Catherine enjoyed taking calls from those who had just been diagnosed, she would tell them everything she knew about the condition and comfort them with as much detail as she could.

“It is very rewarding. You hope that you are getting them the proper information following their diagnosis. It can be such a scary time for people and it is good that we can be there for them. They might have the entire, wrong impression of MS. You say MS to a person and they immediately think of a wheelchair. However, during my time dealing with the issue, I have never found two cases to be the same,” she said, Over the last 20 years, drug therapies have greatly aided those who suffer with the condition.

“No two cases are the same. So much has been done with drug therapies in the last 20 years. For me working with MS, there are as many positive stories as there is negative. Initially you assume you are going to have to give up the things you love. I always advise people to take a step back and take a bit of time out because they haven’t been well for a while. I strongly advise them not to make rash decisions. They may go back to work and perhaps reduce the hours or reappraise the type of work they do. There are always options,” she said.

Catherine completely believes and adheres to the mission statement of their organisation: ‘To enable and empower people affected by Multiple Sclerosis to live the life of their choice to their fullest potential’.

“We certainly don’t want it to take over our lives but we try and help them as best we can. You want to inform them of their entitlements, of the services that are available to them, to organise counselling if need be and if they so wish to get them in contact with support groups,” she said.

She said that in many cases people begin to re-evaluate their lives after their diagnosis and focus on healthy eating, exercise and cutting out their vices. She added that it was a young person’s illness and affects many aged between 20 and 40 years of age.

Catherine has spent many years working in the Community Care unit in Ballybofey and in the physical and sensory department in Stranorlar.

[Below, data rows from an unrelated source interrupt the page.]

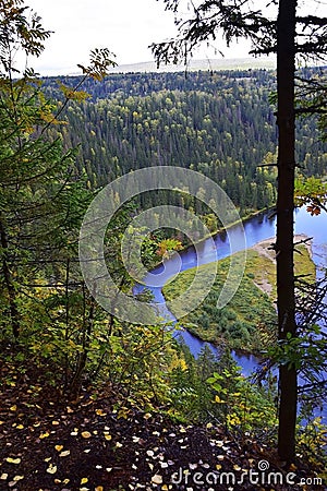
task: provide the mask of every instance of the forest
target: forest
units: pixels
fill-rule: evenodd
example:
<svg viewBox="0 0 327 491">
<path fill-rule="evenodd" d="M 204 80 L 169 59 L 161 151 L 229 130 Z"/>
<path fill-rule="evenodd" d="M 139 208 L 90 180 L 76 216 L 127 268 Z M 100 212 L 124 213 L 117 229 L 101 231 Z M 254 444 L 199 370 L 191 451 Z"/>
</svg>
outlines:
<svg viewBox="0 0 327 491">
<path fill-rule="evenodd" d="M 276 202 L 276 169 L 261 167 L 277 158 L 274 80 L 265 70 L 112 74 L 85 83 L 90 97 L 70 106 L 60 133 L 66 147 L 78 145 L 76 166 L 93 189 L 131 169 L 174 165 L 219 183 L 245 216 Z M 45 86 L 58 97 L 56 81 Z M 300 173 L 324 176 L 317 118 L 299 120 L 296 149 Z"/>
<path fill-rule="evenodd" d="M 152 324 L 133 322 L 120 315 L 117 300 L 121 295 L 141 310 L 154 304 L 150 289 L 134 295 L 134 270 L 152 271 L 175 252 L 187 252 L 183 227 L 193 227 L 191 214 L 209 237 L 223 226 L 228 230 L 237 215 L 244 225 L 251 216 L 261 219 L 263 211 L 278 215 L 276 72 L 110 74 L 112 53 L 95 49 L 89 65 L 78 65 L 81 76 L 41 77 L 29 68 L 17 71 L 12 52 L 19 46 L 25 55 L 39 56 L 50 32 L 38 16 L 26 15 L 22 0 L 4 0 L 0 13 L 0 487 L 166 491 L 209 484 L 239 489 L 241 482 L 244 490 L 323 490 L 326 338 L 317 319 L 326 322 L 326 285 L 316 282 L 307 237 L 287 243 L 299 253 L 291 271 L 298 282 L 296 336 L 280 337 L 275 267 L 280 251 L 271 243 L 264 252 L 263 246 L 250 249 L 246 264 L 239 251 L 165 285 L 166 300 L 173 300 L 198 275 L 198 291 L 185 298 L 186 318 L 167 320 L 158 313 Z M 291 200 L 307 205 L 308 215 L 320 215 L 327 194 L 320 91 L 326 68 L 296 73 L 313 81 L 314 89 L 294 100 L 295 107 L 307 106 L 296 119 Z M 202 185 L 194 193 L 191 181 L 190 188 L 158 182 L 158 190 L 152 183 L 152 191 L 138 196 L 135 187 L 132 199 L 119 209 L 113 206 L 99 254 L 98 224 L 108 209 L 93 217 L 90 231 L 90 205 L 96 200 L 106 204 L 108 196 L 121 203 L 116 188 L 101 194 L 107 184 L 126 176 L 133 184 L 141 170 L 160 176 L 157 169 L 165 175 L 170 167 L 179 169 L 177 176 L 196 171 L 199 182 L 208 178 L 218 184 L 235 206 L 237 215 L 227 214 L 231 224 L 214 213 L 216 188 Z M 174 227 L 160 224 L 155 207 L 162 203 L 186 212 L 178 218 L 172 213 Z M 144 231 L 136 217 L 152 208 L 158 225 Z M 202 243 L 193 228 L 194 242 Z M 81 254 L 85 236 L 86 260 Z M 93 284 L 84 262 L 95 263 Z M 100 291 L 110 297 L 111 309 L 98 301 L 99 262 L 114 282 L 116 289 Z M 229 264 L 238 262 L 240 271 L 244 266 L 240 287 L 230 304 L 218 309 Z M 213 267 L 210 291 L 193 309 Z M 204 346 L 193 356 L 179 340 L 185 330 L 213 342 L 215 352 Z M 242 372 L 234 350 L 258 357 L 252 376 Z M 286 458 L 278 433 L 280 368 L 305 375 L 307 383 L 296 394 L 295 447 Z M 184 475 L 189 482 L 182 482 Z M 198 475 L 210 482 L 198 482 Z M 253 475 L 261 479 L 253 482 Z"/>
</svg>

“The people that I have worked with over the years are a great group of people to work with. I worked with many people in the HSE and when I lift the phone or write to someone, in a lot of cases I know them, which makes it a lot easier. The hardest thing at the moment are the cuts because of the recession. We are partially funded by the HSE and we know that we are facing more cuts in the future. The numbers of people diagnosed with MS are increasing year on year so the fundraising that we do is very important. We have had to cut back on things which makes it difficult. Donegal has the highest number of people diagnosed with MS in the country so its crucial that we raise as much money as we can,” she said.

This week you have an opportunity to help MS fundraising in Donegal. Wednesday, May 30 will mark the fourth annual World MS Day around the globe. MS Ireland will join with other societies to raise awareness of MS and mobilise the public around issues affecting people with MS and their families. MS Ireland and friends will host lots of activities and events. Read more on: http://worldmsday.ms-society.ie/world-ms-day

Catherine and her colleagues are also organising a number of events in the county to mark the day. They are having a coffee morning in the Regional Office at 28 Slieve Snatch Close Letterkenny between 10am and 4pm and there will be a Tea/Coffee Fundraiser in Drumkeen Parish Hall the same day between 10am and 5pm. All proceeds will go to MS Ireland to help provide services to people affected by MS and their families in Donegal. Catherine feels that those who are suffering adversely from illnesses are the most vulnerable in society and that this week is extremely important in terms of fundraising for their organisation.